In 2008, the Hawkeyes tallied a positive goal differential (+4) for the first time in eight years, and only the fourth time in program history. Iowa netted 27 goals to its opponents 23 and finished with nine wins, the most since 2002. That statistic was maintained in 2009 (+8) and 2010 (+7).
This year’s team is scoring goals at a record-breaking pace. Iowa’s current goal differential (+24) could threaten the school record of +23 set in 1999. The Hawkeyes have netted 35 goals through 14 games and is sneaking up on breaking the single season goals record of 49, also set in 1999.
“Right now, I think we have some solid players up front who can match the level of athleticism in the Big Ten,” Rainey said. “You have to find the right mindset, so we are going to look everywhere. Not just in Iowa or in the region, but nationally and internationally as well.”
In order to recruit the best players in the state, Rainey had to prove that Iowa was the place those recruits should land. The Hawkeyes had struggled against in-state rivals in the past and had compiled 2-5-1 record against Iowa State before Rainey took over. That changed immediately.
Rainey has never lost to an in-state school and holds a 12-0-1 record against Iowa State, Northern Iowa and Drake.
“The differences in the in-state games are a lot smaller than people realize,” Rainey said. “Those kids have played against each other and know each other very well. It’s important for us to have success in those games. We want to be the best team in the state, and I think we have proven that over the past few years.”
After establishing dominance in the home state, Rainey set out to move up the ladder in the Big Ten. The top eight teams in the conference qualify for the Big Ten Tournament at the end of the season and that was a big goal for Rainey.
Iowa hadn’t advanced to a Big Ten Tournament since 2001, but Rainey led the Hawkeyes to back-to-back appearances in his second and third year as head coach. The conference eliminated the tournament in 2009 and 2010, but it’s back again this year, and Iowa is on track to make yet another appearance.

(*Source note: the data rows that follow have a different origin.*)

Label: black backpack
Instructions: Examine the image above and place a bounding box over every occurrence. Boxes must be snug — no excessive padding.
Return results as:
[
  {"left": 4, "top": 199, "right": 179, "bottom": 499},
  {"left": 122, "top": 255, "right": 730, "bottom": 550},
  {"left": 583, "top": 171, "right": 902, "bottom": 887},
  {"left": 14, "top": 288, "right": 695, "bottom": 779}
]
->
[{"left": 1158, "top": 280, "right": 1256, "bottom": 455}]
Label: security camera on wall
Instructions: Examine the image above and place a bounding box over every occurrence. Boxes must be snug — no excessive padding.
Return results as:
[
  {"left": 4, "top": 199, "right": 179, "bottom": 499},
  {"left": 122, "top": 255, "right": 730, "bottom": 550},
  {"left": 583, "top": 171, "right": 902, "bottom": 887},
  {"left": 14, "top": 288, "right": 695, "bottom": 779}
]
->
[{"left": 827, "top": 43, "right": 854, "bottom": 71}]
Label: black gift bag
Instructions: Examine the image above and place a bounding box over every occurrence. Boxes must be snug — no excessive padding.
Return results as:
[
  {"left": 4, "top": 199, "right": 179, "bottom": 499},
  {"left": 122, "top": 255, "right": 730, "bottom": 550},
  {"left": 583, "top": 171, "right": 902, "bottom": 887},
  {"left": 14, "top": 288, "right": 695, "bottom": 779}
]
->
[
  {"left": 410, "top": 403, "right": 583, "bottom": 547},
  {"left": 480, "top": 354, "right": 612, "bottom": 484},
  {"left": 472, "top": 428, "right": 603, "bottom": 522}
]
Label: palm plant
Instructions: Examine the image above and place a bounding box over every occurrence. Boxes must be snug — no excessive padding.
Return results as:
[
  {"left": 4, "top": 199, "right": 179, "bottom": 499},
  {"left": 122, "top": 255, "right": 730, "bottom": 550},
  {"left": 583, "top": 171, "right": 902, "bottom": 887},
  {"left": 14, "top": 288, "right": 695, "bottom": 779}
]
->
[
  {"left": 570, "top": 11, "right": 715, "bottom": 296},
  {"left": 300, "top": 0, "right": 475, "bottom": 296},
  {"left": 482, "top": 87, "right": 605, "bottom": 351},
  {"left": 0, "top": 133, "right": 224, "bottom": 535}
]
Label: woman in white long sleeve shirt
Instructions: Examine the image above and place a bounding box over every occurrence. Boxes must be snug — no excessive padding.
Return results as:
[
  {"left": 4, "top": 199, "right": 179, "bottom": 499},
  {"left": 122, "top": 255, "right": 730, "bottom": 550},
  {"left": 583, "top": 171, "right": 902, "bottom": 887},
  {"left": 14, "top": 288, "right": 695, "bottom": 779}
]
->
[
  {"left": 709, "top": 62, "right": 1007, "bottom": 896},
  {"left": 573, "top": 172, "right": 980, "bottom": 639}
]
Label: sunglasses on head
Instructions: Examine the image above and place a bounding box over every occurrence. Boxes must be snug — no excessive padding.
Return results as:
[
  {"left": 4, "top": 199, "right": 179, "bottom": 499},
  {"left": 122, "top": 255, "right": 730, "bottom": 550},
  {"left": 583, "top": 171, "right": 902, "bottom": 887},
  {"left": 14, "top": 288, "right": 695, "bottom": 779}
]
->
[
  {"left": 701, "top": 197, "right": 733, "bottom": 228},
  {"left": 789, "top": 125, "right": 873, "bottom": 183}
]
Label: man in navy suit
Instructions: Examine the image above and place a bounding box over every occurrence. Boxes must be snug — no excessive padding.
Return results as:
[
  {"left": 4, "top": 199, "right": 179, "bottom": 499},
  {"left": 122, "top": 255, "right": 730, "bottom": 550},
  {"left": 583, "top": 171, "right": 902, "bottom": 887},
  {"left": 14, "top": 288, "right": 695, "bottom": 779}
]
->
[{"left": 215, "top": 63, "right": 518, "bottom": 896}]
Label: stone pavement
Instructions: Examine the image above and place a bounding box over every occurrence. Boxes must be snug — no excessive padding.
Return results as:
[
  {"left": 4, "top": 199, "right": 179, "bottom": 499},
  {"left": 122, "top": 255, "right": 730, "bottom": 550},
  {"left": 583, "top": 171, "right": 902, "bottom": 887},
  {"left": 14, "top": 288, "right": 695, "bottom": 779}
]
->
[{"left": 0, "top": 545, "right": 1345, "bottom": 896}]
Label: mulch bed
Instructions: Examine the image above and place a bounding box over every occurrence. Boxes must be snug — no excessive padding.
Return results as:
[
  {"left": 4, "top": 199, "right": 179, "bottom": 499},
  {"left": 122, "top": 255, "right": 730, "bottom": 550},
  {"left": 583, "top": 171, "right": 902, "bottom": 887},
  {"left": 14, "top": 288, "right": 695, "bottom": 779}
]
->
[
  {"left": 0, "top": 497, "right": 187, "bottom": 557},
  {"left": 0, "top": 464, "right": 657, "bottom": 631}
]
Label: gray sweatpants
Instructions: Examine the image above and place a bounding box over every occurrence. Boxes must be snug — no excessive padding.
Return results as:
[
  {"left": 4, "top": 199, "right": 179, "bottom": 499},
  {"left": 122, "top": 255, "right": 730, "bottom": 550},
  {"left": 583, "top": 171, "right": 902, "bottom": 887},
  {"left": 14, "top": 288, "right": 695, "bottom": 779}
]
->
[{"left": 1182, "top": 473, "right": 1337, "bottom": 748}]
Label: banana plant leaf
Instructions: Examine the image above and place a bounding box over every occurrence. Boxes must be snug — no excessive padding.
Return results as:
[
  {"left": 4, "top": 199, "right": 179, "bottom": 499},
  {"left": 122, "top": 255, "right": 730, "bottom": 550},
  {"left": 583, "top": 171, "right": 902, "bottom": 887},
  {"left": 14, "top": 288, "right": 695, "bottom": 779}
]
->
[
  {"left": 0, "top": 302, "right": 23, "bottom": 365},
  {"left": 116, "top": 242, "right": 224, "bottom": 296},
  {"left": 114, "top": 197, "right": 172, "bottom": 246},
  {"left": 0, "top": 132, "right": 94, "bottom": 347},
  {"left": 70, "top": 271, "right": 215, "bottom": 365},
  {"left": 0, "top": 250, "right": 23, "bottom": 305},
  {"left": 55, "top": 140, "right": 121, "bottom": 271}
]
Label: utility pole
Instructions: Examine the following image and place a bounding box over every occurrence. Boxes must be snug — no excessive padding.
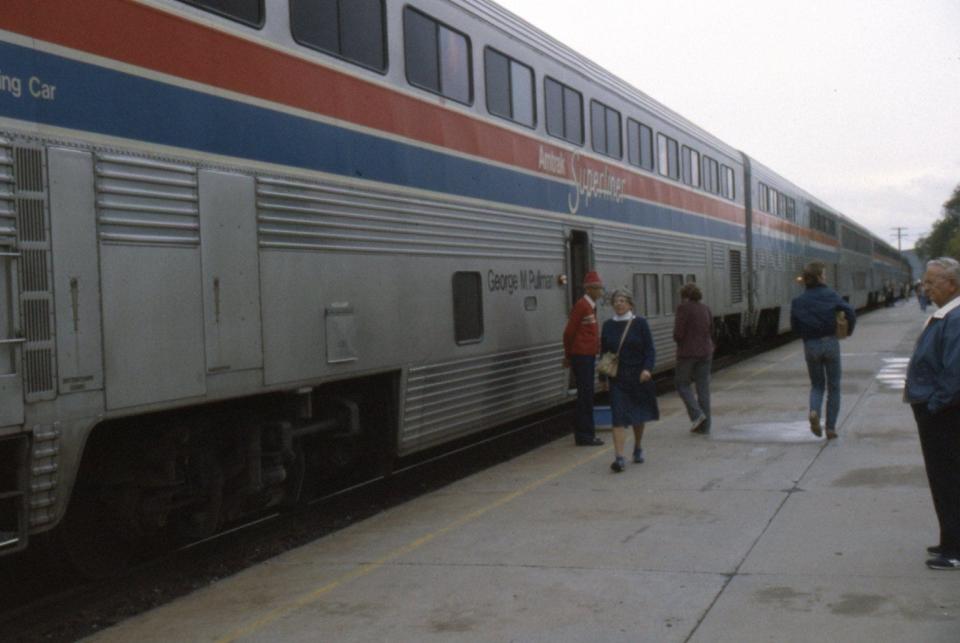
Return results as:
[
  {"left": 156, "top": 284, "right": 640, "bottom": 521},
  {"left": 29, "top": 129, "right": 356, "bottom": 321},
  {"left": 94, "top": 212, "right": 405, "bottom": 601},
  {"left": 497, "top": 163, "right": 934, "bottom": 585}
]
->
[{"left": 890, "top": 226, "right": 907, "bottom": 253}]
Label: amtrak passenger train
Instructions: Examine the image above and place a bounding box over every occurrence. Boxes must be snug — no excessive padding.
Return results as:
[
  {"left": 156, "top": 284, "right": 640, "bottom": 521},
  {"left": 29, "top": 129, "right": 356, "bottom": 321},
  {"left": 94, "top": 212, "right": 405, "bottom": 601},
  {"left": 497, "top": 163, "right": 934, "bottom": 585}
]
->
[{"left": 0, "top": 0, "right": 909, "bottom": 569}]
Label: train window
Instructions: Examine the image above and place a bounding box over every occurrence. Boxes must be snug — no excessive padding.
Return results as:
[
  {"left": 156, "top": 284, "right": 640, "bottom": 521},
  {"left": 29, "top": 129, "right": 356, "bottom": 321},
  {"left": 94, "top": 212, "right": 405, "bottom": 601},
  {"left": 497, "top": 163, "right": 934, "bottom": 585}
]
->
[
  {"left": 663, "top": 275, "right": 683, "bottom": 315},
  {"left": 290, "top": 0, "right": 387, "bottom": 72},
  {"left": 543, "top": 77, "right": 583, "bottom": 145},
  {"left": 453, "top": 272, "right": 483, "bottom": 344},
  {"left": 784, "top": 197, "right": 797, "bottom": 221},
  {"left": 590, "top": 100, "right": 623, "bottom": 159},
  {"left": 683, "top": 145, "right": 700, "bottom": 188},
  {"left": 720, "top": 165, "right": 737, "bottom": 200},
  {"left": 180, "top": 0, "right": 263, "bottom": 27},
  {"left": 633, "top": 274, "right": 660, "bottom": 317},
  {"left": 627, "top": 118, "right": 653, "bottom": 172},
  {"left": 403, "top": 7, "right": 473, "bottom": 104},
  {"left": 657, "top": 133, "right": 680, "bottom": 180},
  {"left": 703, "top": 156, "right": 720, "bottom": 194},
  {"left": 483, "top": 47, "right": 536, "bottom": 127}
]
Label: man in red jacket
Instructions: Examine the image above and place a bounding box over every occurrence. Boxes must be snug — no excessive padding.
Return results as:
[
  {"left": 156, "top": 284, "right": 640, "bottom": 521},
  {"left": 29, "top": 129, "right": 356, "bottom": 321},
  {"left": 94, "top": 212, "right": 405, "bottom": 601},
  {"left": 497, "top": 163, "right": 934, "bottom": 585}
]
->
[{"left": 563, "top": 271, "right": 603, "bottom": 447}]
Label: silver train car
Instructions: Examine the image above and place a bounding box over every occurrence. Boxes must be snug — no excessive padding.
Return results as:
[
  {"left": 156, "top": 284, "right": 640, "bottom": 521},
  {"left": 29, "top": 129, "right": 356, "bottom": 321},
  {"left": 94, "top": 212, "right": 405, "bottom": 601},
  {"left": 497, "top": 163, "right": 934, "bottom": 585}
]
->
[{"left": 0, "top": 0, "right": 909, "bottom": 570}]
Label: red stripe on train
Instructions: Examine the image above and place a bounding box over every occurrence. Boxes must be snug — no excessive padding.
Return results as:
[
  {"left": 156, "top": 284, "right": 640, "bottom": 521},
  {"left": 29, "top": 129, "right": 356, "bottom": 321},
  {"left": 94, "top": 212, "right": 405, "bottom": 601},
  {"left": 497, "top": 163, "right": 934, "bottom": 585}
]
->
[{"left": 0, "top": 0, "right": 745, "bottom": 224}]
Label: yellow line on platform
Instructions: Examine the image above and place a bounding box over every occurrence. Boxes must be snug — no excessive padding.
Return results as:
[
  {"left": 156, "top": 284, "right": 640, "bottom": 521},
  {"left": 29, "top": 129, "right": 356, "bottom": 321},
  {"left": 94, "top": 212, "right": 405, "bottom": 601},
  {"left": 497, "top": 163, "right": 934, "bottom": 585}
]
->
[
  {"left": 217, "top": 351, "right": 796, "bottom": 643},
  {"left": 217, "top": 447, "right": 610, "bottom": 643}
]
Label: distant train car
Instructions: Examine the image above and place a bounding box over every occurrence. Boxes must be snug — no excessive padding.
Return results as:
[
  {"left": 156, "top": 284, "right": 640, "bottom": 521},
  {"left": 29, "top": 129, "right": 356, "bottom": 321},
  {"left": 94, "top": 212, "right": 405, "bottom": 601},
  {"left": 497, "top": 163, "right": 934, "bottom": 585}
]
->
[{"left": 0, "top": 0, "right": 907, "bottom": 571}]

“The Big Ten Tournament was a great goal for our program in those early years,” Rainey said. “We won some big games in league play that were pretty special to get us qualified for that tournament.”
Rainey is still working on his next goal at Iowa and this year might just be the year that comes to fruition. Every coach wants to compete for Big Ten championships and NCAA Tournament appearances. Unfortunately, those accomplishments have never happened in Iowa soccer history. Rainey wants that to change.
“When we first got here, we put the goal of winning a Big Ten championship and making the NCAA Tournament in an envelope and put it up on a shelf,” Rainey said. “We said we would know when we were at a level to take it off that shelf. That’s something we hope to look back on at the end of the season and say we accomplished one of those goals.”
Rainey’s Hawkeyes have a sparkling overall record, currently are tied for seventh in the ultra-competitive Big Ten conference and are 38th in the latest NCAA RPI. With a tough five game schedule remaining, Rainey isn’t too far away from reaching those goals.
Once those goals are reached, the view from the top of the hill Rainey has been climbing will be well worth the trip.